Ils ne seront peut-être pas aussi cyniques et méprisants que les hommes de droite qui sont au pouvoir, mais on ne peut pas espérer qu'ils fassent fondamentalement autre chose. Si la droite a pu si facilement s'imposer, c'est que la gauche avait gravement déçu l'électorat populaire et que la classe ouvrière avait été démoralisée par ceux qu'elle croyait ses alliés.
Tout ce que la gauche sait faire aujourd'hui, c'est dire à Chirac qu'il n'a pas respecté le "pacte républicain du 2e tour de la Présidentielle". Mais il n'y avait pas de pacte! Chirac n'a rien demandé, rien promis et rien signé, il s'est contenté de profiter du plébiscite dont la gauche l'a fait bénéficier, pour se refaire une virginité. Parce qu'en appelant ainsi à voter pour lui, la gauche disait de fait qu'il n'était pas tout à fait un homme de droite. Il nous a montré depuis deux ans, lui et ses ministres, qu'il l'était tout à fait. Et si la gauche avait bien voulu expliquer pourquoi elle avait perdu quatre millions de voix parmi ses électeurs, Chirac aurait moins été assuré de sa puissance et moins arrogant. Il aurait été élu contre Le Pen avec les voix de la droite mais pas plébiscité par toutes les voix de gauche.
Au risque d'être considérés comme des oiseaux de mauvais augure, les militants du monde du travail que nous sommes continueront à dire la vérité sur les politiciens qui nous ont gouvernés toutes ces années.
Bien sûr, le chômage, les coups que les travailleurs ont reçus ont affaibli leurs moyens de défense.
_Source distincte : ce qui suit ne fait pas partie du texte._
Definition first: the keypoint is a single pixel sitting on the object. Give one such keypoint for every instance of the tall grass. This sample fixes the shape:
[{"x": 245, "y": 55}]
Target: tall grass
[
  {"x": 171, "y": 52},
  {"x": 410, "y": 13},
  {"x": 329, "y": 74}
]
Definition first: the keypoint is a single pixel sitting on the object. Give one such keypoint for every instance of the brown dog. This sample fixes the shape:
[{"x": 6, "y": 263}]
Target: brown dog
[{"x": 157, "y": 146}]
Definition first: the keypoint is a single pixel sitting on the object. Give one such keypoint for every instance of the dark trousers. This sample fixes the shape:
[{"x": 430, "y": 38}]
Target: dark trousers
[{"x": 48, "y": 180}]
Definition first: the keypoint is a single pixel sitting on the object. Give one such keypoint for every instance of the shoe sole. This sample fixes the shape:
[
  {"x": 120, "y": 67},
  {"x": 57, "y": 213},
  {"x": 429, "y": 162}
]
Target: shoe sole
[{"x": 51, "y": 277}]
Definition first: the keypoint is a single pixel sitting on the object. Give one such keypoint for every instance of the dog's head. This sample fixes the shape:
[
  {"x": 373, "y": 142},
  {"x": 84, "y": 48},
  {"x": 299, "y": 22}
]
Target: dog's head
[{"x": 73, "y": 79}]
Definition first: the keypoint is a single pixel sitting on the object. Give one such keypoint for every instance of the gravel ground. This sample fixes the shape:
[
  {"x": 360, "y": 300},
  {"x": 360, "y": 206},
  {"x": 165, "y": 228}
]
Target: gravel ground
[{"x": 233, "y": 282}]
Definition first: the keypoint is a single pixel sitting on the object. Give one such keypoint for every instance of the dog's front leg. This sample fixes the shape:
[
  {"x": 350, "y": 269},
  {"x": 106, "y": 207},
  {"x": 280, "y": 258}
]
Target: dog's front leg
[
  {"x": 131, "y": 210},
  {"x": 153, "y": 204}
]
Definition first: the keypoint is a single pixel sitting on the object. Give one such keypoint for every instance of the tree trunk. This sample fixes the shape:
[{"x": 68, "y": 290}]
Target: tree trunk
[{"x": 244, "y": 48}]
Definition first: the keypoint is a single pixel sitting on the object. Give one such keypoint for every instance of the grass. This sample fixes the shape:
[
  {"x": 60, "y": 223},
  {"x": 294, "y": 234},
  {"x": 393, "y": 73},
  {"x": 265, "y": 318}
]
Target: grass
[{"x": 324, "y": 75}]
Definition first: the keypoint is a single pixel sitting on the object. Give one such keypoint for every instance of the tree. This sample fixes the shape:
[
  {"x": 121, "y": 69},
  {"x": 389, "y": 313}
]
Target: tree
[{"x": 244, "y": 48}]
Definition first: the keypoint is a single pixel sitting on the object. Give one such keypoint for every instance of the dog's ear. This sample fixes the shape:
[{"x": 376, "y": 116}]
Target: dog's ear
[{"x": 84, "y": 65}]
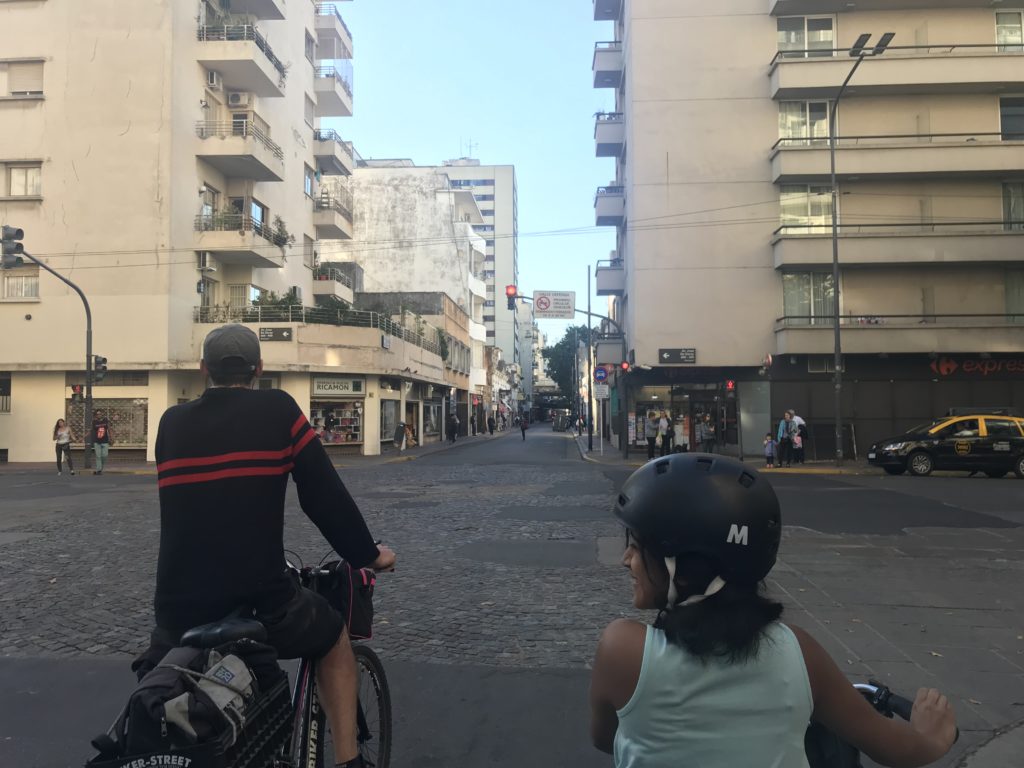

Lorsque des usines licencient, on craint pour sa place et on n'a pas envie de faire grève. Pourtant les travailleurs ne peuvent pas, ne doivent pas, dans les trois années qui viennent, se laisser faire. Il faut que nous nous défendions, il faut que nous utilisions la grève, mais pas des grèves qui restent isolées. Il faut contraindre les syndicats à prendre en compte nos revendications, nos intérêts, en cherchant à chaque fois à faire jouer la solidarité entre les travailleurs pour élargir les mouvements, en ne laissant pas les pompiers un jour, les intermittents du spectacle un autre, les cheminots un troisième etc., aller au combat sans réunir leurs forces.
Lorsqu'on ne le fait pas, nos adversaires nous divisent. Par exemple, lorsque les cheminots ou les conducteurs du métro se mettent en grève, cela gêne beaucoup de travailleurs et le gouvernement a beau jeu de dire qu'il faudrait limiter leur droit à la grève, c'est-à-dire leur droit à se défendre. Mais nous avons donc, nous, intérêt à nous défendre tous en même temps. Et si les directions syndicales ne nous le demandent pas, c'est parce qu'elles ne défendent pas vraiment nos intérêts.
Le patronat, l'État et le gouvernement font cause commune. Il faut que nous, salariés de l'État ou salariés du privé, fassions cause commune contre nos adversaires communs.
Voilà la seule chose qui peut changer notre sort. Si nous nous battons, sans attendre les élections, contre le gouvernement de la droite, si nous faisons peur et à ce gouvernement et au patronat, nous pouvons au moins arrêter son offensive, sinon le faire revenir en arrière, et nous serons alors en bien meilleure situation pour nous opposer à la gauche si elle veut suivre le même chemin qu'elle a suivi entre 1997 et 2002, ce qui lui a fait perdre quatre millions de voix sans que nous réagissions autrement.
Nous n'avons pas le choix qu'entre droite et gauche ou gauche et droite. Nous avons aussi le choix de nous défendre nous-mêmes avec d'autres armes que le bulletin de vote. C'est moins facile mais il n'y a pas d'autre espérance que celle-là.